Als “Kronzeugen” der deutschen Nachkriegsgeschichte zeichnen die Brüder in ihrem Buch das Bild eines Landes, dessen politische Ebene maßgeblich von den beiden großen Volksparteien CDU und SPD dominiert wurde – ein Zustand, den man sich angesichts unseres heutigen Fünfparteiensystems sowie des schleichenden Niedergangs der SPD nur noch schwer vergegenwärtigen kann. Die Autoren spannen den Bogen der Geschichte von einer der letzten Goebbels-Reden, die Hans-Jochen Vogel 1945 an der Front hört, bis hin zur Fußball-WM von 2006, die beide Brüder schon im “politischen Ruhestand” erleben. Das politische und gesellschaftliche Geschehen dieser sechs Dekaden wird dabei auf den etwas mehr als 300 Seiten ebenso emotional wie auch anschaulich nachgezeichnet: Kriegsende, Staatenteilung, Berlin-Blockade, Mauerbau, Guilliaume-Affäre, Olympia-Massakar, Schleyer-Entführung, RAF-Terror, Warschauer Kniefall, Kosovo-Krieg, Mauerfall, Wiedervereinigung.
Dabei halten die Autoren auch mit Kritik nicht hinterm Berg, so beispielsweise an Günter Grass, der 1966 aufgrund dessen NSDAP-Mitgliedschaft gegen die Wahl von Kurt-Georg Kiesinger zum Bundeskanzler Sturm lief, seine eigenen Dienst in der Waffen-SS jedoch weitere vierzig Jahre verschwieg. Hart ins Gericht geht Hans-Jochen Vogel auch mit Oskar Lafontaine, dem er vorwirft, das Amt des SPD-Vorsitzenden aufgrund von persönlichen Befindlichkeiten weggeworfen und damit politisch entwertet zu haben. Auch die Kritik am politischen Gegner – und damit an der Partei des jeweiligen Co-Autors – kommt nicht zu kurz, was dem Buch eine unterhaltsame Würze verleiht.
Mir persönlich hat vor allem der Blick hinter die Kulissen gefallen, der sich teilweise abseits von dem bewegt, was man gemeinhin zur Nachkriegsgeschichte zu lesen bekommt.
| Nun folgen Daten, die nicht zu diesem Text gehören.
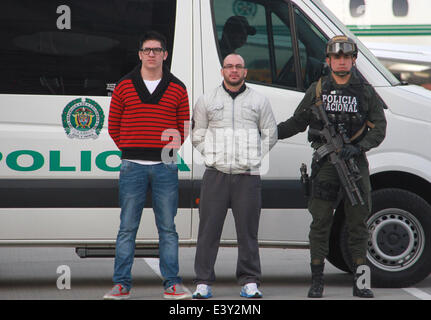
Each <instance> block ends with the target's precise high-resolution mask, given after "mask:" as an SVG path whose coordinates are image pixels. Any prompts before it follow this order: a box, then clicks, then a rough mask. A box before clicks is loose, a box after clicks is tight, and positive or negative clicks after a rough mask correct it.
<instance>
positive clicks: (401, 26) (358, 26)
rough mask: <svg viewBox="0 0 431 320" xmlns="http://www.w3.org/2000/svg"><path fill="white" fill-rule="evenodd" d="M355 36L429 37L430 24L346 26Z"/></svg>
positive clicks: (354, 25) (430, 28)
mask: <svg viewBox="0 0 431 320" xmlns="http://www.w3.org/2000/svg"><path fill="white" fill-rule="evenodd" d="M347 27H348V28H349V29H350V31H352V32H353V33H354V34H355V35H357V36H429V35H431V24H409V25H388V24H386V25H384V24H383V25H347Z"/></svg>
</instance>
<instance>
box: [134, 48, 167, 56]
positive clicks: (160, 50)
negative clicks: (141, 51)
mask: <svg viewBox="0 0 431 320" xmlns="http://www.w3.org/2000/svg"><path fill="white" fill-rule="evenodd" d="M139 51H142V52H143V53H144V54H145V55H149V54H150V52H151V51H153V53H154V54H155V55H158V54H161V53H162V52H163V51H165V50H164V49H163V48H143V49H139Z"/></svg>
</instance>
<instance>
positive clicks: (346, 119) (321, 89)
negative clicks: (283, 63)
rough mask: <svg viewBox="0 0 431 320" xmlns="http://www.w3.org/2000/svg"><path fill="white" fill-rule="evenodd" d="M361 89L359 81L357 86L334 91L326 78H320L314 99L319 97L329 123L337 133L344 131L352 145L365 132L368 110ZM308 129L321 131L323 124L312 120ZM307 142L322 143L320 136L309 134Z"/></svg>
mask: <svg viewBox="0 0 431 320" xmlns="http://www.w3.org/2000/svg"><path fill="white" fill-rule="evenodd" d="M319 82H320V83H321V84H319ZM363 88H364V87H363V83H362V80H361V82H360V83H358V84H352V85H349V86H347V87H345V88H341V89H335V88H334V87H333V86H332V82H331V81H330V80H329V79H328V78H327V77H323V78H320V79H319V81H318V83H317V87H316V99H317V97H319V96H320V98H321V100H322V103H323V107H324V109H325V111H326V114H327V115H328V119H329V121H330V122H331V123H332V124H333V125H334V128H335V130H337V132H340V131H341V130H344V133H345V134H346V135H347V137H348V138H349V139H351V141H352V143H356V142H357V141H360V140H361V139H362V137H363V136H364V135H365V134H366V132H367V126H366V122H367V118H368V108H367V105H366V104H365V103H364V94H363ZM310 127H311V128H314V129H318V130H321V129H322V127H323V124H322V123H321V122H320V121H318V120H317V119H313V120H312V121H311V123H310ZM352 138H353V139H352ZM308 140H309V141H310V142H319V143H320V142H323V141H322V139H321V137H320V136H318V135H313V134H310V133H309V134H308Z"/></svg>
So wusste ich beispielsweise nicht, dass das SED-Politbüro die Freilassung deutscher Kriegsgefangener durch Russland noch bis zum letzten Tag blockiert hat, da man dem eigenen Volk längst “eingetrichtert” hatte, nur verurteilte Kriegsverbrecher befänden sich noch in russischer Gefangenschaft. Auch dass die CSU das Grundgesetz zunächst ablehnte – und das auch noch aus religiösen Gründen – war mir vollkommen neu, ebenso wie ich von den Schwabinger Krawallen bisher nichts gehört hatte. Und wer kann sich heute noch vorstellen, dass in den 60er Jahren ernsthaft über die Einführung des Mehrheitswahlrechts und damit de facto über ein CDU-SPD-Zweiparteiensystem nachgedacht wurde? Auch die traurige Tatsache, dass alle 1972 von der Bundesrepublik kontaktierten arabischen Staaten sich weigerten, in der Olympia-Geiselnahme zu vermitteln, war mir bislang unbekannt.
Allein schon wegen dieser kleinen Informationshäppchen lohnt sich die Lektüre – wer sich für die deutsche Nachkriegsgeschichte interessiert oder die Hintergründe der Tagespolitik besser verstehen möchte, kann bedenkenlos zugreifen.